GE’s project is one of eight being funded by the U.S. Army’s Combat Capabilities Development Command Army Research Laboratory to advance autonomous, off-road navigation capabilities for military ground vehicles. The Army is looking to enhance autonomous vehicle capabilities to perform safely and reliably in complex battlefield environments such as wooded areas where paths are unstructured, conditions uncertain and for which no maps exist to provide direction.

GE researchers believe one of the big challenges to enabling autonomous, off-road capabilities is developing a system that is risk aware. The key, Shiraj Sen, a Senior Robotics Scientist at GE Research and the Principal Investigator for this program, says is to introduce a little humility into your autonomous vehicle system.

“We will be integrating a new algorithmic approach GE has developed called Humble AI, which will enable our system to decipher known paths from uncertain paths much like a human might do hiking through the forest,” Sen says. “Essentially, GE’s autonomous system will be able to process the information our vision and LIDAR technologies gather to determine where it’s safe to drive and where it’s not safe to drive through highly unstructured environments.”

Sen noted that GE will be leveraging learnings from its application of Humble AI in other major industrial applications such as industrial field service and wind turbine operations where safety and reliably are paramount.

“Over the past few years, GE has successfully field-tested robotics and autonomous systems in a number of domains.  As we move toward environments with more uncertainty such as what we’re looking at with SARA, integrating Humble AI concepts makes a lot of sense.”

Sen explained that Humble AI delivers safe control of a system, for example a wind turbine, when it is familiar with a given operating scenario.

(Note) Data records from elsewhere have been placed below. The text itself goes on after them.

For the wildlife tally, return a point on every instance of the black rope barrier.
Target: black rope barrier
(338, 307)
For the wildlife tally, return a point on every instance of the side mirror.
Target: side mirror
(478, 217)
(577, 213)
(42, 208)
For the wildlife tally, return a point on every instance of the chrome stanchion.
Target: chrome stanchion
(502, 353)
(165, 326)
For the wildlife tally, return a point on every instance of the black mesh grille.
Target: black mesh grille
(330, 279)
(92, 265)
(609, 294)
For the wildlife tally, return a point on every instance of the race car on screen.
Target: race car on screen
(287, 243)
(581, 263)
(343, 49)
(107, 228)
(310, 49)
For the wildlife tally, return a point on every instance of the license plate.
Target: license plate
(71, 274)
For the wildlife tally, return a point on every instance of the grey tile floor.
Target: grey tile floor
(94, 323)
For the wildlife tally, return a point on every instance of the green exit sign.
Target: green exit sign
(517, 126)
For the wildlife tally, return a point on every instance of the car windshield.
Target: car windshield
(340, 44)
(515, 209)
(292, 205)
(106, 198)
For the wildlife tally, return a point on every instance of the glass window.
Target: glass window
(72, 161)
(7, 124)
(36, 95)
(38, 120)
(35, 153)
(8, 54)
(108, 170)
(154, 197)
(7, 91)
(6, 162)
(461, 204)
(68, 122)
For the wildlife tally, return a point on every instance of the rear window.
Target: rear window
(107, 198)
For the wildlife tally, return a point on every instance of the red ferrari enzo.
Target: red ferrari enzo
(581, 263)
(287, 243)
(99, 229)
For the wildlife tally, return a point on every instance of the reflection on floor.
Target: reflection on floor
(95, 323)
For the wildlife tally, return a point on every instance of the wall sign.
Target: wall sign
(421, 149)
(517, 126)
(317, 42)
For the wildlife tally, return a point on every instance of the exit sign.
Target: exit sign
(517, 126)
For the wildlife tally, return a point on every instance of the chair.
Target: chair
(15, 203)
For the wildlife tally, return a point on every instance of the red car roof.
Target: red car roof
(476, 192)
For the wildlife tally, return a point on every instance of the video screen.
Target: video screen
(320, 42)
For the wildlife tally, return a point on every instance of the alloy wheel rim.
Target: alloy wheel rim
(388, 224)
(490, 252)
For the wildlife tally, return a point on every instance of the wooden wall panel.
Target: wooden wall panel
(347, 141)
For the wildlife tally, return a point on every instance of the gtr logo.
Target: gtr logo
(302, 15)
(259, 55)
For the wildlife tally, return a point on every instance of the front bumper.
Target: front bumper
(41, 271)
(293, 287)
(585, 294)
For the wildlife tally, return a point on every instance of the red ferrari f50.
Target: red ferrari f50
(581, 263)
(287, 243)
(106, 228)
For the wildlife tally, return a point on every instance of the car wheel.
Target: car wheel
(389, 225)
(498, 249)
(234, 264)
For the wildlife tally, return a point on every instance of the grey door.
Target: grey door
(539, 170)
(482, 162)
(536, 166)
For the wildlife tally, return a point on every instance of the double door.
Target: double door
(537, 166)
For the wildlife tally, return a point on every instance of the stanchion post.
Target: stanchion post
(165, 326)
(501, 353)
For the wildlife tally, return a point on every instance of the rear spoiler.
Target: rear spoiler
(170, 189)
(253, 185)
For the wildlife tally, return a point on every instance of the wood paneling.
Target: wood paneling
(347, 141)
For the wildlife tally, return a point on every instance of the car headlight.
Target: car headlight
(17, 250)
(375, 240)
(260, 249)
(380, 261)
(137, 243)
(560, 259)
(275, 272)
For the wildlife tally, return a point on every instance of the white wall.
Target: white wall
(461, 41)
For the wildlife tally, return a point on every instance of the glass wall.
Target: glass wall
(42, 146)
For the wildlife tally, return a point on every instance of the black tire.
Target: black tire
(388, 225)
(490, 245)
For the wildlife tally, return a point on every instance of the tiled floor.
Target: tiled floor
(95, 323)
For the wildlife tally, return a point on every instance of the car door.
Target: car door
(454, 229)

It is within its so-called “zone of competency.” When the system falls outside the zone of competency and a new operating scenario emerges that the algorithm has never seen, it takes a step back and places the turbine into default safe mode.  Following that, our approach estimates the uncertainty in the robot’s machine-learned perceptual models and uses that knowledge to drive robot behavior. We believe that such risk-aware techniques lead to faster operational speed, by virtue of the robot requiring fewer and less-involved human interventions.

“Our objective is safe and reliable autonomy that operates over long distances of rugged, unplanned terrain,” says Eric Spero, SARA program manager. “Integrating a risk-aware planner into our autonomy stack will help our representative autonomous vehicles quickly learn and adapt.”

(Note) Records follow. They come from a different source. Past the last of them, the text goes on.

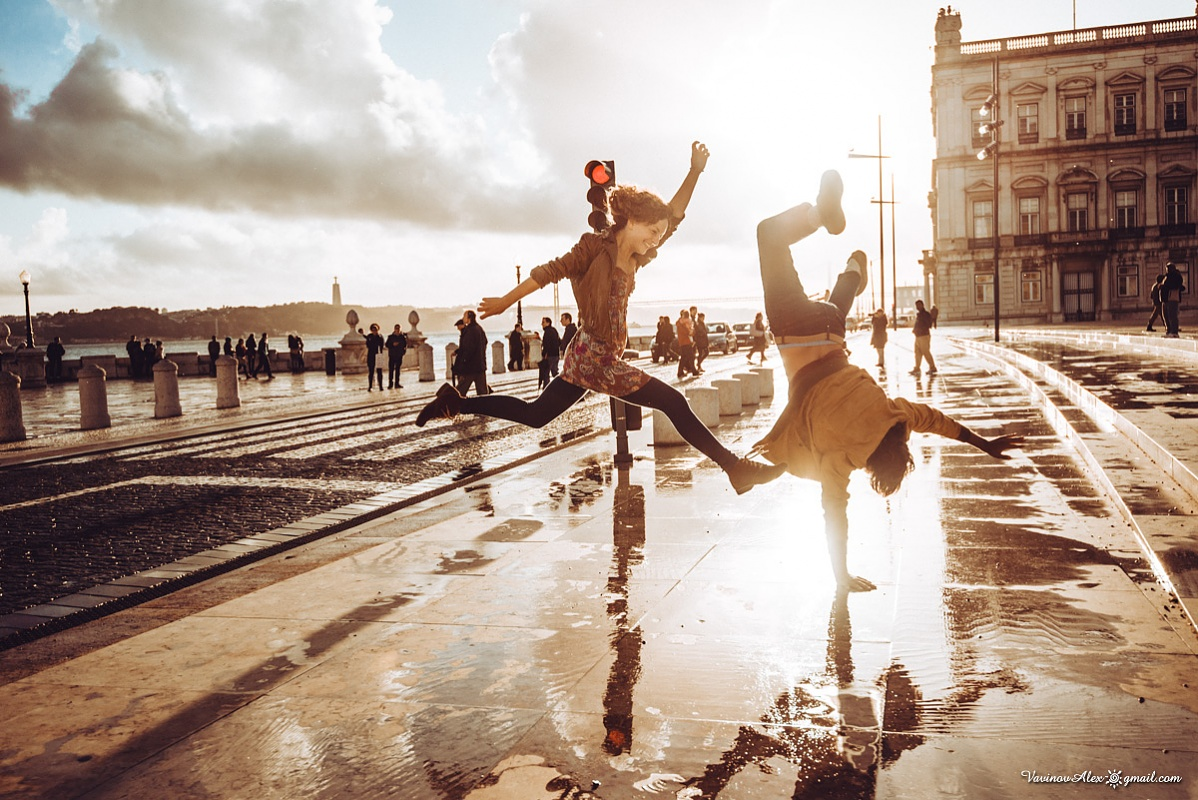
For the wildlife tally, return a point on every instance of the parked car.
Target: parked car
(720, 338)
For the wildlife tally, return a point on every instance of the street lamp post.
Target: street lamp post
(991, 125)
(29, 320)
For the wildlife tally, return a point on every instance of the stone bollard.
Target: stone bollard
(730, 397)
(750, 388)
(165, 389)
(12, 425)
(706, 404)
(664, 432)
(766, 385)
(424, 358)
(94, 398)
(498, 358)
(228, 386)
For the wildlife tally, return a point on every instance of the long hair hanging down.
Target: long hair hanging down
(630, 202)
(890, 461)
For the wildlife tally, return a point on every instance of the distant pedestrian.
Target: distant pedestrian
(397, 346)
(250, 357)
(550, 352)
(54, 353)
(213, 355)
(1154, 295)
(515, 347)
(137, 357)
(375, 345)
(264, 358)
(923, 331)
(757, 339)
(568, 329)
(685, 338)
(470, 363)
(878, 337)
(1171, 300)
(702, 341)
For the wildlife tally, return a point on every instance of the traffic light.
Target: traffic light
(603, 179)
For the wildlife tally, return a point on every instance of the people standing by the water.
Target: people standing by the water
(54, 353)
(213, 355)
(375, 345)
(397, 346)
(264, 357)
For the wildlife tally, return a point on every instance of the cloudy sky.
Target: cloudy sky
(193, 153)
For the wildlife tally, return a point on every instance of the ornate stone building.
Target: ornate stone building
(1096, 158)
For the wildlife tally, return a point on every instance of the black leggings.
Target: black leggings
(560, 395)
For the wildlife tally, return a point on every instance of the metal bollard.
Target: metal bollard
(498, 358)
(12, 425)
(424, 358)
(165, 389)
(228, 386)
(94, 398)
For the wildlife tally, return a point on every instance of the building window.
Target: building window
(1032, 285)
(1029, 216)
(1125, 115)
(1075, 117)
(1077, 204)
(978, 139)
(984, 289)
(1177, 205)
(1174, 109)
(1125, 207)
(1127, 280)
(984, 218)
(1029, 122)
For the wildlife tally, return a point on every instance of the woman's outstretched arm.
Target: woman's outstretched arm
(699, 155)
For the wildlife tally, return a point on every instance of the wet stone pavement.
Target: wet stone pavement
(570, 630)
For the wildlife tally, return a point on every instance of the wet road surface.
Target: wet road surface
(574, 631)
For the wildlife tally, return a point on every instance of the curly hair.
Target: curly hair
(890, 461)
(629, 202)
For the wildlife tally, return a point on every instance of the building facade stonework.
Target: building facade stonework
(1097, 156)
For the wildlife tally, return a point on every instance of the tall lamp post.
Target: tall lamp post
(991, 125)
(29, 320)
(882, 232)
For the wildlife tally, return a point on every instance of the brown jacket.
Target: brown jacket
(590, 266)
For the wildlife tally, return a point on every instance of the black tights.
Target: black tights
(560, 395)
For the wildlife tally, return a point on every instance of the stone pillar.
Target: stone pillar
(165, 391)
(94, 398)
(498, 358)
(428, 373)
(228, 386)
(12, 425)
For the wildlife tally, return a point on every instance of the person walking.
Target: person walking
(836, 418)
(375, 345)
(601, 268)
(1171, 300)
(550, 351)
(923, 331)
(878, 335)
(757, 341)
(397, 347)
(702, 341)
(213, 355)
(684, 328)
(515, 347)
(470, 362)
(264, 358)
(1154, 295)
(54, 353)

“Combining Humble AI with risk-aware planning, we could ultimately design an autonomous vehicle navigation system that not only mimics a human’s capacity to assess risk, but also learn on the fly as it navigates unknown or unstructured territory,” Sen said.

The GE Research Robotics Team will be developing their risk-aware autonomous vehicle navigation system in a very iterative process over the next few months.  The Team will demonstrate their technology on a small-scale ground vehicle with the Army in November.